Source: Smithsonian Magazine
Many of you probably don’t know this, but there easily could have been another monument to a president in Washington, D.C. Teddy Roosevelt was lionized and revered as a heroic president and in the 1920s, shortly after his death, there was much discussion about building a large monument to honor him in perpetuity.
We came across a great series of articles in the Washington Post. The one below was from December 13th, 1925, titled “200-Foot Fountain Plan of Memorial Here to Roosevelt.”
A shaft of water rising 200 feet in the air from a flat island of white marble surrounded by water and flanked by two majestic white marble colonnades is the plan for the Roosevelt memorial, which was submitted to Congress yesterday by the Roosevelt Memorial association.
The memorial, the work of John Russell Pope, follows the idea of the park commission plan of 1901 and fills in about one half of the present Tidal basin. The site of the memorial is a spot on Sixteenth street northwest, projected southward to about where the old white bathing beach was situated. The site was selected by the commission largely because of President Roosevelt’s part in the creation of the park plan which the general design follows.
The island from which the fountain rises is to be 280 feet in diameter and the basin surrounding it 600 feet in diameter. The colonnades, which will be a little short of semicircles will flank the basin and be 800 feet between centers. They will be 670 feet long and 60 feet high.
The column of Potomac water that will form the fountain will be forced to the height of 200 feet by an automatic electric pump which will make it entirely independent of Washington’s water supply. The water from the basin will enter the pump from the west and pass through the ponds to the east, serving to cleanse the Washington channel through tidal gates.
From the base of the fountain symbolical ships will carry Roosevelt’s message to the four points of the compass.
“No tablet and no guide book need explain why a spring of living water was chosen as the symbol of that source of inexhaustible energy,” the association declares in announcing the design.
“Roosevelt was a son of the South as well as the North; and his memorial has been designed to be in a sense, a gateway between the two sections. The curving colonnades, set to East and West, offer no obstruction to the eye looking southward from the White House into Virginia. The memorial, therefore, commemorates not Roosevelt only, but also that final closing of the breach between the sections, when the son of a northern father and a southern mother became President of a ‘more perfect union.’
“But that living column rising out of the Potomac waters has a wider and more profound significance.
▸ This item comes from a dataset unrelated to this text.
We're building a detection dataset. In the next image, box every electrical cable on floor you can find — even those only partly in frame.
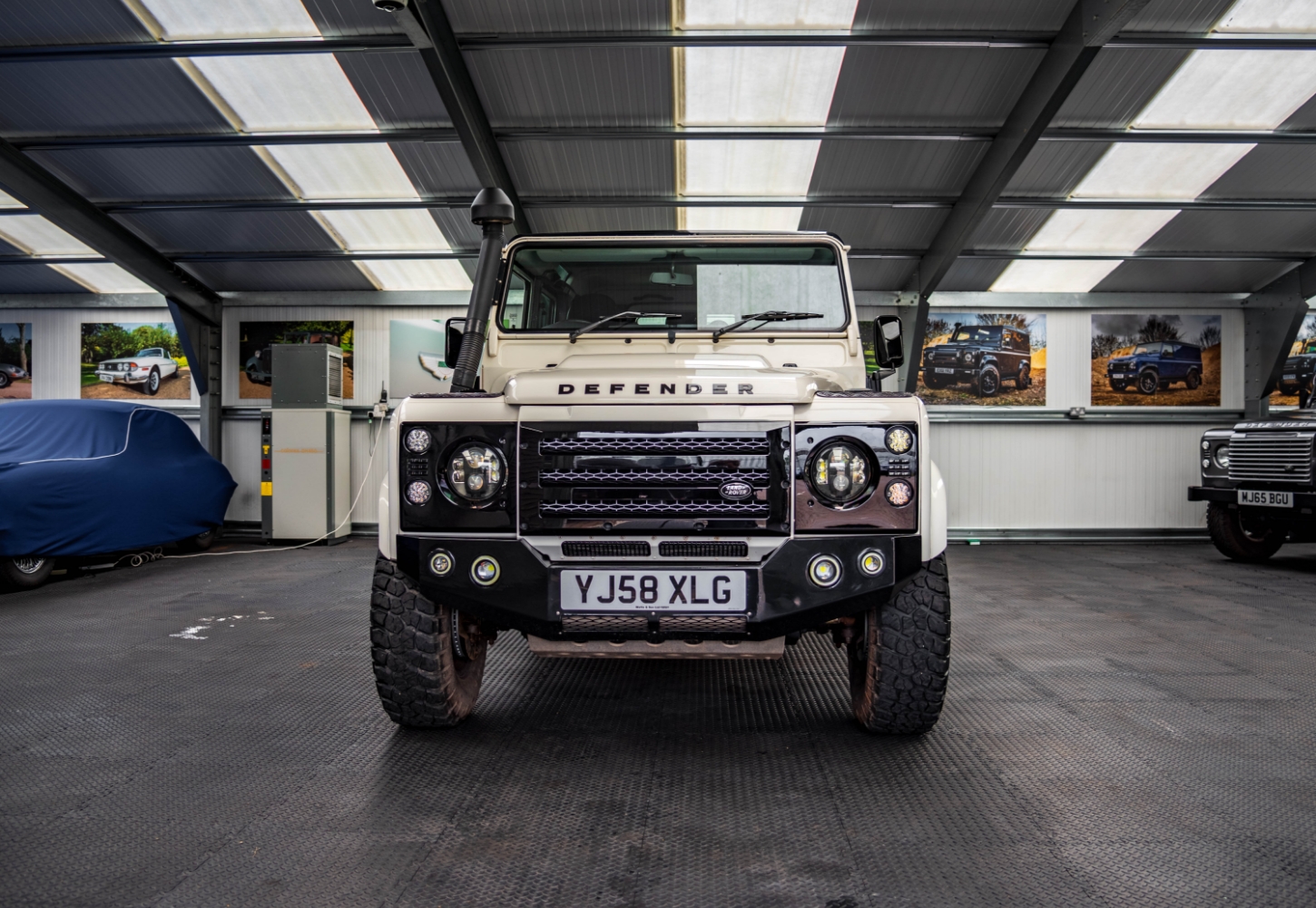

Roosevelt’s spirit sprang out of the deep sources of the nation’s history and sank back in them only to rise anew, cleansing the air and inspiring his countrymen with its power, its sparkle.”
There has been no definite estimate made of the cost of the memorial, but officials of the association roughly estimates that the memorial proper will cost upwards of $5,000,000. The association plans only to erect the memorial and to let the government fill in the Potomac and make other incidental improvements. It is estimated that these latter improvements will cost at least $5,000,000 more.
“In inviting the architects and sculptors of the country, with the consent of Congress, to use this site as the basis of their designs, it was the purpose of the association that the creation of the memorial to the statesman who revitalized and re-established the L’Enfant plan, should result in the development in one of its hitherto undeveloped but major portions,” the association asserts.
“Mr. Pope’s design fulfills this purpose, transforming the loosely related and scattered areas, from the Washington Monument to the Potomac, into a monumental vista from the White House across the river to the Virginia hills, providing the additional setting for the Washington Monument and the Lincoln Memorial, anticipated in the park commission plan.”
Officials of the association pay little attention to the argument that it is too soon after Roosevelt’s death to erect a monument to his memory. They content that here is the opportunity for a great memorial to complete the effect intended by the park commission of 1901. It is a great memorial to a great spirit of Americanism, a memorial which not only does honor to a great American but to the spirit which has made America great, they declare.
They particularly stress the fact that the memorial is so designed as not to dwarf but, on the contrary, to harmonize with the Washington monument and the Lincoln memorial with which it enters into a cross effect. In this way it balances the White House in the plan and really makes the Washington monument the axis of the great plan.
Mr. Pope, the architect, has been guaranteed $25,000 for his design by the association. If it is accepted by Congress he will receive a commission on the project.
Herbert Adams, Paul Cret and Louis Ayres comprised the jury that determined upon the design. Among the nationally known architects and sculptors who competed were Delano and Aldrich, James E. Fraser, John Gregory, John Mead Howells, C. P. Jennewein, C. Grant LaFarge, Charles N. Lowrie, Edward McCartan, Hermann A. MacNeil; McKim, Mead and White; Charles Platt, Irving K. Pond, Albert Rando;ph Ross, Egerton Swartout, Lorado Taft and Fernuccio Vitale.
Wow, can you imaging how different the memorial landscape would look today? Today, this location is occupied by the Jefferson Memorial, which was built about 20 years after this article was published.
Sadly, Teddy never received his monument in D.C., though he did get a whole island named for him, with a nice statue of him planted in the middle. The island, then called Analoston, was purchased in 1931 by the Theodore Roosevelt Memorial Association.